Chalet Hotels Ltd.'s consolidated net profit declined in the first quarter of fiscal 2025, but met analysts' estimates.
Net profit of the company fell 31.6% year-on-year to Rs 61 crore in the quarter-ended June, according to an exchange filing on Thursday. Analysts tracked by Bloomberg had pegged the profit at Rs 49 crore.
Chalet Hotels Q1 FY25 Highlights (Consolidated, YoY)
Revenue up 16.2% to Rs 361 crore versus Rs 311 crore (Bloomberg estimate: Rs 363 crore).

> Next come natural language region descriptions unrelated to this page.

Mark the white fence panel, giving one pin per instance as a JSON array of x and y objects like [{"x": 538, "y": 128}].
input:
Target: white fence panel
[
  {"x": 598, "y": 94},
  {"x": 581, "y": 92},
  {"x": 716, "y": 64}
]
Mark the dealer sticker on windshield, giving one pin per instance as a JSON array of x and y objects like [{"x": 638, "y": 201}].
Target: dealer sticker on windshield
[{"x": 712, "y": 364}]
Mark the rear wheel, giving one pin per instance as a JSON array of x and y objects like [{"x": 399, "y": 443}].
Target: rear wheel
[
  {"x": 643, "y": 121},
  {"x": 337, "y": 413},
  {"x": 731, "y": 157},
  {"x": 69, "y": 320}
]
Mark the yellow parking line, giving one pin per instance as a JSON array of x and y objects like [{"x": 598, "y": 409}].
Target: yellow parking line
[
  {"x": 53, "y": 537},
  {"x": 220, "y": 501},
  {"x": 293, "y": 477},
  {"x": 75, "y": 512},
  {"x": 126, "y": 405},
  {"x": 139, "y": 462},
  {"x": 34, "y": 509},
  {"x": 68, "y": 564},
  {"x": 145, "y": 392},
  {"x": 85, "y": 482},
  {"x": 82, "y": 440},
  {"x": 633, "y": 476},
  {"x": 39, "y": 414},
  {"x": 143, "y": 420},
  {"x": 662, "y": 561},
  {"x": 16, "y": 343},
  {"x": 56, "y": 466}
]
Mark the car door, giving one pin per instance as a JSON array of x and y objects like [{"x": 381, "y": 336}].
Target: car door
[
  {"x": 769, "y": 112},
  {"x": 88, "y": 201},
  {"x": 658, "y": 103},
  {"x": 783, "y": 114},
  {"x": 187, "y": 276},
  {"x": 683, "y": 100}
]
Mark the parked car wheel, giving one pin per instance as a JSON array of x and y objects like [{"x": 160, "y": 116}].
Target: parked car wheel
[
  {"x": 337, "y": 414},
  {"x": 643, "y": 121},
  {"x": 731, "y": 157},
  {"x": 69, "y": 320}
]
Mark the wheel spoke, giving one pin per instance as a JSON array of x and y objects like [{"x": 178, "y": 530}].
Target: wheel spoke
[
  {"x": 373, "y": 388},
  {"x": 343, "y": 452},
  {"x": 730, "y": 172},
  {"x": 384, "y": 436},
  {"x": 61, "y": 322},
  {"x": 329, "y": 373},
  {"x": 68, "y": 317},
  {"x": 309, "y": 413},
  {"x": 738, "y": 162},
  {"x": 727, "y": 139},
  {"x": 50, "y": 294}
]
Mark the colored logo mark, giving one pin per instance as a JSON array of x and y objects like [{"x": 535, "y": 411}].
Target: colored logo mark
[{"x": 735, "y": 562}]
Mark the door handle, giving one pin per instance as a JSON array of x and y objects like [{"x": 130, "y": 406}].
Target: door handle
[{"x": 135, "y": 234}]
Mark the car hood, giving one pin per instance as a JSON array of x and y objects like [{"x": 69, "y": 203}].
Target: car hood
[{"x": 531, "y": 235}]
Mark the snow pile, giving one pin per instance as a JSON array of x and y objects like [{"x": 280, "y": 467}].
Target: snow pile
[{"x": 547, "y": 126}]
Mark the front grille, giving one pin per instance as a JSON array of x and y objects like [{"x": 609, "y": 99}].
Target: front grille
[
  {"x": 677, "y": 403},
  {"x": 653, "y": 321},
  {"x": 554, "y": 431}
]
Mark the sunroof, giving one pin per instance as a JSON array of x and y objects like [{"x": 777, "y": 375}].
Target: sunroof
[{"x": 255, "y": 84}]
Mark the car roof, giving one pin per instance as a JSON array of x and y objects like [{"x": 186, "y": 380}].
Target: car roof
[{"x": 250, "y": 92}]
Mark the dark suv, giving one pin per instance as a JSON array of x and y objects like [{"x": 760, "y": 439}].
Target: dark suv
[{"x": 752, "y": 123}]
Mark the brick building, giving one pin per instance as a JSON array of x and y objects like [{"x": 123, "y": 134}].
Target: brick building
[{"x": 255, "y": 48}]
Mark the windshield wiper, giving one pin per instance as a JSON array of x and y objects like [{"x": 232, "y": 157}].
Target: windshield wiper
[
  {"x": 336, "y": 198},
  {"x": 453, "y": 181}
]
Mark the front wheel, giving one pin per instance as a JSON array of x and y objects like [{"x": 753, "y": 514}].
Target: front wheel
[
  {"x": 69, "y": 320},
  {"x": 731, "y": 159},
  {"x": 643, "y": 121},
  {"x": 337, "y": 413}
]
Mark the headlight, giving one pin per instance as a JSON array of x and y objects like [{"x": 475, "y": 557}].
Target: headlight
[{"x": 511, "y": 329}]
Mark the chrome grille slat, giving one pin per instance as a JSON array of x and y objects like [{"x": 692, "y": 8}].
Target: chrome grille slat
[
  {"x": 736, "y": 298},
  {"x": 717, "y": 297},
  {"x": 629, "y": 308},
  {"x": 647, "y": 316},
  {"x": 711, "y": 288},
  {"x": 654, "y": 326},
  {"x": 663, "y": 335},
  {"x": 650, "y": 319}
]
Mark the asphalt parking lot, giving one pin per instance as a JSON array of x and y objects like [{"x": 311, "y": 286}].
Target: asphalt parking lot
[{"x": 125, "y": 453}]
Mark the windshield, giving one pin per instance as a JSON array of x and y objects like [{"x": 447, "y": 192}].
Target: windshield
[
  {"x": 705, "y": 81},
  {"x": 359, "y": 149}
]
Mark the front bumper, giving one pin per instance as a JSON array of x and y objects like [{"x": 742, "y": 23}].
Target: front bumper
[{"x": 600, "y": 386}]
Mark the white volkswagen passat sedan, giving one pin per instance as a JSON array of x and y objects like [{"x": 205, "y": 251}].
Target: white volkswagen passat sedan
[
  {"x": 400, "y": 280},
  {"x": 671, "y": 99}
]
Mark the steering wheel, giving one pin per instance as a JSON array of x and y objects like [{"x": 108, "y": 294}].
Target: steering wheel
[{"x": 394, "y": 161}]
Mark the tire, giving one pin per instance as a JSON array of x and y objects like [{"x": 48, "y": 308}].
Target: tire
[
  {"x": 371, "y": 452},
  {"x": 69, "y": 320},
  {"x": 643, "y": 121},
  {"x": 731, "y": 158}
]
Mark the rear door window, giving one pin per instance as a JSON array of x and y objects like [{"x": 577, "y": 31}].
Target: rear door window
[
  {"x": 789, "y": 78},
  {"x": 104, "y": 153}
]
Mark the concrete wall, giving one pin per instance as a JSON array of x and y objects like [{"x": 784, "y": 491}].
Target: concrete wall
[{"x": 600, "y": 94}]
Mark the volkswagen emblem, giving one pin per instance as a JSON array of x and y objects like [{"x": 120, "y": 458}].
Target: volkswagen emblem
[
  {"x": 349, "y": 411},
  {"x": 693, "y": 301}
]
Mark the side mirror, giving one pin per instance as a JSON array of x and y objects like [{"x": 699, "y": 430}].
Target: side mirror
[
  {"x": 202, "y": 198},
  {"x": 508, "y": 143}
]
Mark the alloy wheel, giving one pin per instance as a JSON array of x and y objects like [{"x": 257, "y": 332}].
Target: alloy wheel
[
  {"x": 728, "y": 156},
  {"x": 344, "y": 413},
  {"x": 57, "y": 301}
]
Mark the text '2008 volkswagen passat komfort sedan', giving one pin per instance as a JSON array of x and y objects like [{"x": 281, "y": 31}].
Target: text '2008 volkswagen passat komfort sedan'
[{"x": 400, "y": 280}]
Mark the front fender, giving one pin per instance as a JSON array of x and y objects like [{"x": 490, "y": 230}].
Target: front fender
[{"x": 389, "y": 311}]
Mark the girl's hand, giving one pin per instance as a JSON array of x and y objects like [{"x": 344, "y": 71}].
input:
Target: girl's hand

Ebitda up 27.8% at Rs 140 crore versus Rs 110 crore (Bloomberg estimate: Rs 142 crore).
Margin at 38.8% versus 35.3% (Bloomberg estimate: 39.2%).
Net profit down 31.6% to Rs 61 crore versus Rs 89 crore (Bloomberg estimate: Rs 49 crore).
Average room rate increased by 1% to Rs 10,446, while occupancy remained constant at 70%.
Its project pipeline for this year includes hotel inventory expansion at Bengaluru Marriott Hotel Whitefield (capacity of 125-130 rooms) and The Dukes Retreat Lonavala (65 rooms) slated for completion in the third quarter.
On the other hand, ‘Taj’, New Delhi Airport (385-390 rooms) and ‘Hyatt Regency’, Airoli, Navi Mumbai (280 rooms) are scheduled for completion in fiscal 2026 and fiscal 2027, respectively.
Shares of Chalet Hotels closed 3.58% lower at Rs 827.8 apiece, as compared with a 0.14% decline in the benchmark BSE Sensex. The results were announced after market hours.